A 2009 Ulysse Collin Extra Brut “Les Roises” cleansed our palate with its rounded profile before we moved to the Pearl of the Cote. We started with a bang with 2010 Lucien Le Moine V-R 1er Aux Malconsorts which showed tremendous potential and purity; a sign of a great future. The 2003 Robert Arnoux Vosne-Romanée 1er Les Chaumes however, shocked everyone with its elegance despite the vintage. Finally, last two wines which happened to be1998 V-R 1er Les Suchots from both Nicolas Potel and Maniere-Noirot. Don’t ask me about the latter as this was the first time I encountered this producer. Potel was ripe and a tad flabby while the M-N had tonnes of finesse. These ’98s seem to have shed off the hard tannins which plagued them since young.

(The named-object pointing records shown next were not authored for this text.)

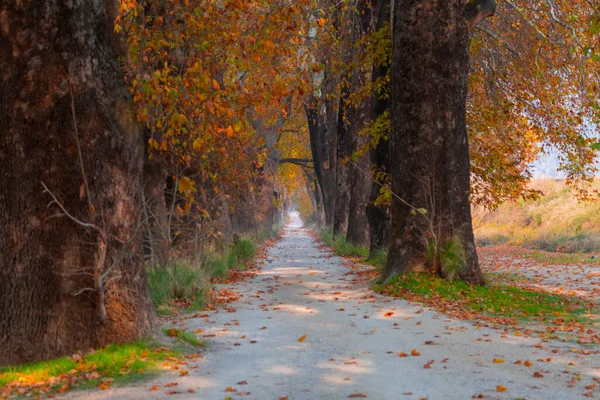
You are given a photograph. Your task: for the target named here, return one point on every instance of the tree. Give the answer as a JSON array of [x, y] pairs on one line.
[[429, 151], [378, 212], [71, 155]]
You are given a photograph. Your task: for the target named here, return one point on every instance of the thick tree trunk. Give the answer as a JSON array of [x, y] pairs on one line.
[[428, 143], [379, 215], [322, 145], [50, 302], [157, 230], [358, 117], [343, 152]]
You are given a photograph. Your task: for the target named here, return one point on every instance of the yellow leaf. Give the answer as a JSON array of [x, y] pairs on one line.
[[186, 185]]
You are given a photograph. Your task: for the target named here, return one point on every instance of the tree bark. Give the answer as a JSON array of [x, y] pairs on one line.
[[429, 149], [343, 152], [322, 145], [379, 215], [59, 55], [157, 230]]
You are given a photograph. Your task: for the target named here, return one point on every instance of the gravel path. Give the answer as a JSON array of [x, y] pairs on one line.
[[351, 343]]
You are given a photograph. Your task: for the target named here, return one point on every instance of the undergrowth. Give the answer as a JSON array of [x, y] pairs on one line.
[[185, 285], [556, 222], [341, 247], [103, 367], [492, 300]]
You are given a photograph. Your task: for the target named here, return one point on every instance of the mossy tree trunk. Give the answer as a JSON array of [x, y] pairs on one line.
[[429, 148], [67, 120]]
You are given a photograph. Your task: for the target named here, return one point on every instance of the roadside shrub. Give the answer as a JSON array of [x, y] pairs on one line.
[[180, 282], [245, 251]]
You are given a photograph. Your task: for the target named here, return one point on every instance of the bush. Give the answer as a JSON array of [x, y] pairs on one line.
[[579, 243], [245, 251], [181, 282]]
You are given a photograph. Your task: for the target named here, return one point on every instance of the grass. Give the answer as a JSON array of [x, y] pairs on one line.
[[184, 337], [561, 258], [341, 247], [182, 285], [491, 300], [185, 286], [557, 222], [112, 364]]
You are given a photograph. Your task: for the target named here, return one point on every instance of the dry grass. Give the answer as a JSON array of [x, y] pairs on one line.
[[556, 222]]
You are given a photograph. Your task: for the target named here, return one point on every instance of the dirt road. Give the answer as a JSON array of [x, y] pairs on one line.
[[303, 330]]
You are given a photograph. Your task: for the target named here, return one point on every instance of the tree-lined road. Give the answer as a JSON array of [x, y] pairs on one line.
[[353, 340]]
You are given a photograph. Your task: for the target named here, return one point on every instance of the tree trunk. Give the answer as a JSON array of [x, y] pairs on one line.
[[428, 142], [358, 116], [52, 300], [157, 230], [343, 152], [322, 145], [379, 215]]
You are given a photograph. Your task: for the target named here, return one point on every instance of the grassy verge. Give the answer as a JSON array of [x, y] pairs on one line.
[[102, 368], [184, 337], [556, 222], [185, 286], [561, 258], [492, 301], [341, 247]]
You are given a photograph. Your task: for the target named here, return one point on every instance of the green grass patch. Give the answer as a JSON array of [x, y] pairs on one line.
[[184, 285], [181, 285], [244, 250], [184, 337], [561, 258], [491, 300], [378, 258], [112, 364], [341, 247]]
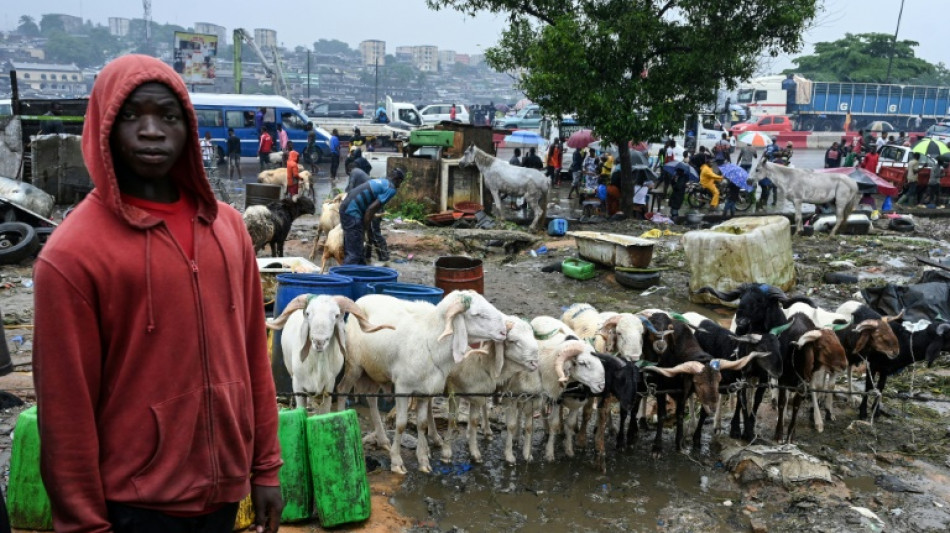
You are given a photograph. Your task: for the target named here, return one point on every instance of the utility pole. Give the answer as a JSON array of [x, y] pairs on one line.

Mid-month we had a 1970 Gaja Barbaresco which was stinky when popped and poured but opened up with tea and herbal aromatics on the next day. Please decant old Baroli/Barbarescos! Next up an infanticide of 2011 Rousseau Charmes-Chambertin. As usual with Rousseau, purity is the name of the game though for this case the wine was extremely primary and would definitely improve with some age. The 2004 J.F. Mugnier N.S.G 1er Clos de la Marechale in contrast was rather matured but the greenness had blown off a fair bit since release. Last bottle to end the month was the 2005 Clinet which after an hour of air, opened up beautifully with lots of red plummy fruits and a staggering finish. This was a crowd-pleaser!